Additionally, the genes involved in the β-oxidation pathway are often the deletion targets to increase lipid accumulation (160). After the characterization and deletion of the YlGSY1 gene encoding glycogen synthase, Bhutada et al. (144) increased the TAG accumulation of the engineered strain by 60% as compared with the wild-type strains. This proves that glycogen synthesis is a competing pathway, and its elimination is beneficial for the production of neutral lipids.

In addition to the above-mentioned polyunsaturated fatty acids, some of these strains can also produce high levels of squalene and carotenoids, two other compounds of commercial value with rapidly growing market potential (182). Squalene has antioxidant and anticancer activities with broad applications in food and cosmetics industries. Besides, squalene has been used as vaccine adjuvant in vaccine formulations (43, 183). Since, the demand for squalene has increased during the last decade, microbial production of squalene has been investigated as a promising alternative source for traditional extraction methods from shark liver or plant lipids (184). Microbial strains are capable of producing non-polluting, low-cost, high-quality and sustainable sources of squalene, which is the main direction of the lipid-based biofuel industry.
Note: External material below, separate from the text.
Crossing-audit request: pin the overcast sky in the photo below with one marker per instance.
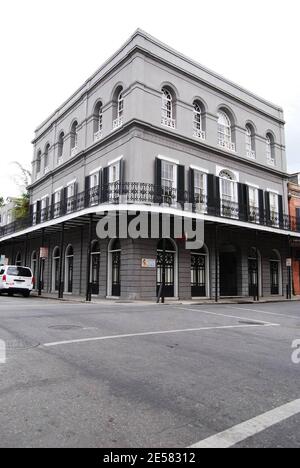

Aurantiochytrium strains have the potential to produce large amounts of squalene, and Aurantiochytrium is known for its potential to produce large amounts of polyunsaturated DHA on a large scale (185). Furthermore, Thraustochytrid reported the co-production of squalene and DHA from inexpensive feedstocks such as organic solvent pretreatment spruce hydrolysis (186).